I tried
.post{color:#ccccff;rgba(255,255,255,.5);padding:1em 0}
removed rgba then tried
ul{list-style:none;rgba(255,255,255,.5);margin:0;padding:0}
removed rgba then tried
li{rgba(255,255,255,.5);margin:3.5em 0}
RGBA is not a valid property. Validation would have told you that. You seem to have misread kohouteks post. You can EITHER have #000000 (hex) or rgba. One or the other.
It makes the text 50% transparent (0.5). You can have values from 0-1 and 0.5 is 50% off whatever solid color or background color you have declared.
In your example, you’ve used white and declared that it should be 50% transparent. What you see as grey is actually the transparency and the background color/image showing through.
So on .post{color:#ccccff;color:rgba(255,255,255,.5);padding:1em 0}
I guess that should be
.post{color:rgba(255,255,255,.5);padding:1em 0}
so where would the full RGB fallback for browsers that don’t understand RGBA go?
Two lines in css?
.post{color:#ccccff;padding:1em 0}
.post{rgba(255,255,255,.5);padding:1em 0}
You guessed wrong. You had it right, now you’re making the same mistake you made a couple of posts back (and Ryan explained it to you).

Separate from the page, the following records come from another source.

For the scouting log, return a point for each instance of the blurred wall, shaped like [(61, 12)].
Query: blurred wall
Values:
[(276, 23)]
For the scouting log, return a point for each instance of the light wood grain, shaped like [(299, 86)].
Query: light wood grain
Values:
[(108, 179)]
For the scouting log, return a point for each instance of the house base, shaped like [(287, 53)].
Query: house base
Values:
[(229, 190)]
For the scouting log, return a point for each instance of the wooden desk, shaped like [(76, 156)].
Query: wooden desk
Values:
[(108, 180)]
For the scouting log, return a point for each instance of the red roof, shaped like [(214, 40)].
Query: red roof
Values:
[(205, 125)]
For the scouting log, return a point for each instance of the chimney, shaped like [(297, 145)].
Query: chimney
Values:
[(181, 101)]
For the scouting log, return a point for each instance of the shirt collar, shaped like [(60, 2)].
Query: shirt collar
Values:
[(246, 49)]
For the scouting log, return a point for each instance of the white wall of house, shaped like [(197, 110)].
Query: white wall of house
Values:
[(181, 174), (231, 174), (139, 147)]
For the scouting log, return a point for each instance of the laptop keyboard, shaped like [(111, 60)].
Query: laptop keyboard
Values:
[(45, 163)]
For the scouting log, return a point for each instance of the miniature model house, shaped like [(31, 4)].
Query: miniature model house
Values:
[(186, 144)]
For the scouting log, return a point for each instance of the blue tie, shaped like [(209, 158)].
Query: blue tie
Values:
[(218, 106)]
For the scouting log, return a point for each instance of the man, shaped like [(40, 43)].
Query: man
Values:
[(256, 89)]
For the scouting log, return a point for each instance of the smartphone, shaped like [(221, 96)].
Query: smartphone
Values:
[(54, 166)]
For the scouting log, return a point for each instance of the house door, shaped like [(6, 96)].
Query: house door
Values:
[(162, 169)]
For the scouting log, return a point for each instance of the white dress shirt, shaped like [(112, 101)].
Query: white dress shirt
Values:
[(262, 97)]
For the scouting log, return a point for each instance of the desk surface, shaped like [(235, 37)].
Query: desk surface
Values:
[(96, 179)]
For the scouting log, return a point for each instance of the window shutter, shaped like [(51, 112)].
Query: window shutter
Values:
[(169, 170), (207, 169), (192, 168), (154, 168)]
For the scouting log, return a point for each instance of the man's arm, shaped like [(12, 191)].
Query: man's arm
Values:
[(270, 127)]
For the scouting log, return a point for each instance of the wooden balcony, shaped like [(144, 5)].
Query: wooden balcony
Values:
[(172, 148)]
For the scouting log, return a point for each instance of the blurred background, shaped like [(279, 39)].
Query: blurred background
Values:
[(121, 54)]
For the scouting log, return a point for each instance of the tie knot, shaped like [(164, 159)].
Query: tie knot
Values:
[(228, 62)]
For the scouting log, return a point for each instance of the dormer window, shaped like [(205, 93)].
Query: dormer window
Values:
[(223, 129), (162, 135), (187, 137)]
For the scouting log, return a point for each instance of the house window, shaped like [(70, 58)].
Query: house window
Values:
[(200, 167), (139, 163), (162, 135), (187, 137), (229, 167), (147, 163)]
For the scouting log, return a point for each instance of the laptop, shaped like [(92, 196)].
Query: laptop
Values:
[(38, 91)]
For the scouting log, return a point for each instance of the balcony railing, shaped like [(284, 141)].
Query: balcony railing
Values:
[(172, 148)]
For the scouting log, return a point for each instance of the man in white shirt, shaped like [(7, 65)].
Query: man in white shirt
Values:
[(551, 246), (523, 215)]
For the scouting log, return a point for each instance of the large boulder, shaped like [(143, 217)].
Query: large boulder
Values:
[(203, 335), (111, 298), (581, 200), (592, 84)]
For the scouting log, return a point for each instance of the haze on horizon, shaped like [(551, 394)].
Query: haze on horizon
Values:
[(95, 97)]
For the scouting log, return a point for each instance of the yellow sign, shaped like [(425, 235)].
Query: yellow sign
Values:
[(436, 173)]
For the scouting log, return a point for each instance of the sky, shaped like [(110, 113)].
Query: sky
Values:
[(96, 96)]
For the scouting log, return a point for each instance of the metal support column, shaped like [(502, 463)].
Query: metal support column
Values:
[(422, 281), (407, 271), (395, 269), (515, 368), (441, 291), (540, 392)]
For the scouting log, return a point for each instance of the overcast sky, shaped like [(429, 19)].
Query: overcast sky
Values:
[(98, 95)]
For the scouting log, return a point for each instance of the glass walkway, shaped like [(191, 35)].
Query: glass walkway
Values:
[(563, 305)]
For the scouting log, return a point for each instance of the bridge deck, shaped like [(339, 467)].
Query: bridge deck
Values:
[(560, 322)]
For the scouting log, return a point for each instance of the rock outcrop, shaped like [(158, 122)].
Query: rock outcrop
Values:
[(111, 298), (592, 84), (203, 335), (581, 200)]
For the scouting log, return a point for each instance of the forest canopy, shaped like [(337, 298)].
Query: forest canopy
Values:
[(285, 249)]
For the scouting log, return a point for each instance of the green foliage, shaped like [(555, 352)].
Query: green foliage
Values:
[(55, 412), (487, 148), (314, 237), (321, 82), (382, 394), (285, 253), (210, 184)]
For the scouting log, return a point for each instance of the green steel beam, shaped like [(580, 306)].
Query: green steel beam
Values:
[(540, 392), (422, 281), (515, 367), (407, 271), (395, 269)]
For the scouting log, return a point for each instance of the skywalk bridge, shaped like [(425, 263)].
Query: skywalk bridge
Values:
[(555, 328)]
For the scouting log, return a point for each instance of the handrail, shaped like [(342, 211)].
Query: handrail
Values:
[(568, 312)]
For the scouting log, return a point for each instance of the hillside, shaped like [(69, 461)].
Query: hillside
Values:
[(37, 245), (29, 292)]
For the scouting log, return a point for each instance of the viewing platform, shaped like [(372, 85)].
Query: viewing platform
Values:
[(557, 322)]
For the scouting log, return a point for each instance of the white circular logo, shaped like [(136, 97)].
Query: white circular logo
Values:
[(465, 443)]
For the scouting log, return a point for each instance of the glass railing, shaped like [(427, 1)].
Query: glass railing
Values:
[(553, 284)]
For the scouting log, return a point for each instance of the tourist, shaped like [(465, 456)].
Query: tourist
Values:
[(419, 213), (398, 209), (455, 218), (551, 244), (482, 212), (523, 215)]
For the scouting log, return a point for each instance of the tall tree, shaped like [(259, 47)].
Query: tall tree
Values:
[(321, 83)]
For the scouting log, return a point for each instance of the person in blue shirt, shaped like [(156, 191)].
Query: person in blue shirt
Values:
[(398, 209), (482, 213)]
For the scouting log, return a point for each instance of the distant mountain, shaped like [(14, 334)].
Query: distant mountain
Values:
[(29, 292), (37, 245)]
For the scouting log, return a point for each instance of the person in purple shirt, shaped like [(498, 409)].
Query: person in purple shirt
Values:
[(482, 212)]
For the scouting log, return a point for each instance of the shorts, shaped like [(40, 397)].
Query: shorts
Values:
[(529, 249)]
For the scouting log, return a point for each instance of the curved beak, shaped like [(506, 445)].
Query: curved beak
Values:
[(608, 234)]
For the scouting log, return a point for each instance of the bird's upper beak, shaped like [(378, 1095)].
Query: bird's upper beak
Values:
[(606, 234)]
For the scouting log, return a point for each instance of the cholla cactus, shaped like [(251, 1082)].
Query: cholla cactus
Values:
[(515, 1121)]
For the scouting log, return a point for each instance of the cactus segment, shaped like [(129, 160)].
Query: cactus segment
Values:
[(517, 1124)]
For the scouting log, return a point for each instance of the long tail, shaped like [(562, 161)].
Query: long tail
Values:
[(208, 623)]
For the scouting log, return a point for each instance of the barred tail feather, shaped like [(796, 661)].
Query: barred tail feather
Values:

Please provide a link to a testing page, so we can take a look at what you’re doing.
.post {
color: #ccccff; /* fallback for legacy browser versions */
color: rgba(255,255,255,.5); /* all other browser versions */
}
This will cause an invalidation error as you shouldn’t declare a property twice, however, this is the best way (imo) to make sure that legacy browsers are not left behind. The first rule is for browsers who don’t understand RGBA, they’ll ignore the second rule, whereas all other browsers who understand RGBA values will use the second rule and overwrite the first.